The Trouble with Time Travel
In my book, Needing Napoleon, the main character travels back in time in the hopes of helping Napoleon beat Wellington at the battle of Waterloo.
This raises a few questions. Firstly, can you have hindsight if you have travelled into the past? After all, the things you know haven't happened yet! Secondly, can you change the past? After all, it has already happened! Thirdly, if you can change the past, what happens to the future? After all, everything we experience is predicated on things that have already happened.
The short answer to these three issues is simple. If you get too caught up in all of that then you won't enjoy the story - unless you make them central to the story!
In my book, time travel is a one time deal. You can go but you can't come back. You have to live out the rest of your life in what you had thought of as the past. In addition, the only way to achieve time travel is to want it unconditionally. Think about it. You will never see your friends or family again. Travelling to the past means you accept the living conditions of your chosen era. Think about dentistry in the early Nineteenth century. Cholera. Smallpox. I won't go on. Suffice it to say, life expectancy is shorter. Now consider social mores. Women treated as property by the law. Slavery still prevalent in many parts of the world. A rigid social structure.
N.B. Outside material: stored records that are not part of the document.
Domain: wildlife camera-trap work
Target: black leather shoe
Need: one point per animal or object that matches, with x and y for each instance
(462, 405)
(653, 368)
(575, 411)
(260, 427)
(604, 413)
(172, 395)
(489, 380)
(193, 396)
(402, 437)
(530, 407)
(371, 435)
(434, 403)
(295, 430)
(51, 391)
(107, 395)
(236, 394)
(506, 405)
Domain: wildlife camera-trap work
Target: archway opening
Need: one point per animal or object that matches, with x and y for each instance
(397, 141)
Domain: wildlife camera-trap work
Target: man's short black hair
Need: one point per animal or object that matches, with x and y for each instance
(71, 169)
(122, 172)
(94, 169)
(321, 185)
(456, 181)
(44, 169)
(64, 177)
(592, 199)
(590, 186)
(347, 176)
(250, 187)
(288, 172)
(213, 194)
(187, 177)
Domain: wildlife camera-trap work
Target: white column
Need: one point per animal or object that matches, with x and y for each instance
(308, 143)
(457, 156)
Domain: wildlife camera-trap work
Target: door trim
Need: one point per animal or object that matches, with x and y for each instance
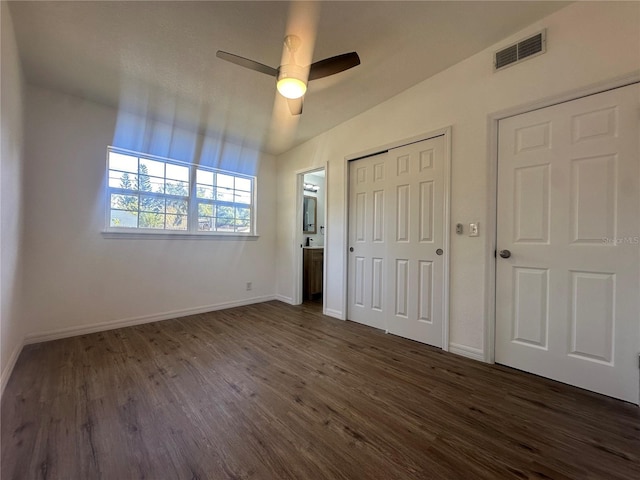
(445, 132)
(299, 236)
(492, 202)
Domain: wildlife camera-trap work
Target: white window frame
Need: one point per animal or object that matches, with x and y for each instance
(193, 220)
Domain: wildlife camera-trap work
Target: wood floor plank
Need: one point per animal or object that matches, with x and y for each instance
(273, 391)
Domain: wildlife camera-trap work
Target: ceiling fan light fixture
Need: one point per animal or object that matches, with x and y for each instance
(291, 82)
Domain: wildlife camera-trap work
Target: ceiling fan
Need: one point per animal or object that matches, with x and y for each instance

For many, no prospect of anything but domestic drudgery, indentured service or unrelenting manual labour.
Of course, some of these things can provide excellent settings and twists in a plot.
Equally, the past provides a wonderful playground for plots. How much more intriguing if you know something no one else does?
My tenuous solution to the paradox of time travel is this. Anyone travelling back in time starts a new timeline. They and the effects of their presence create a parallel that has no impact on the past or present they previously experienced. Convenient!
In conclusion, if a time travel element upsets you, don't read my book.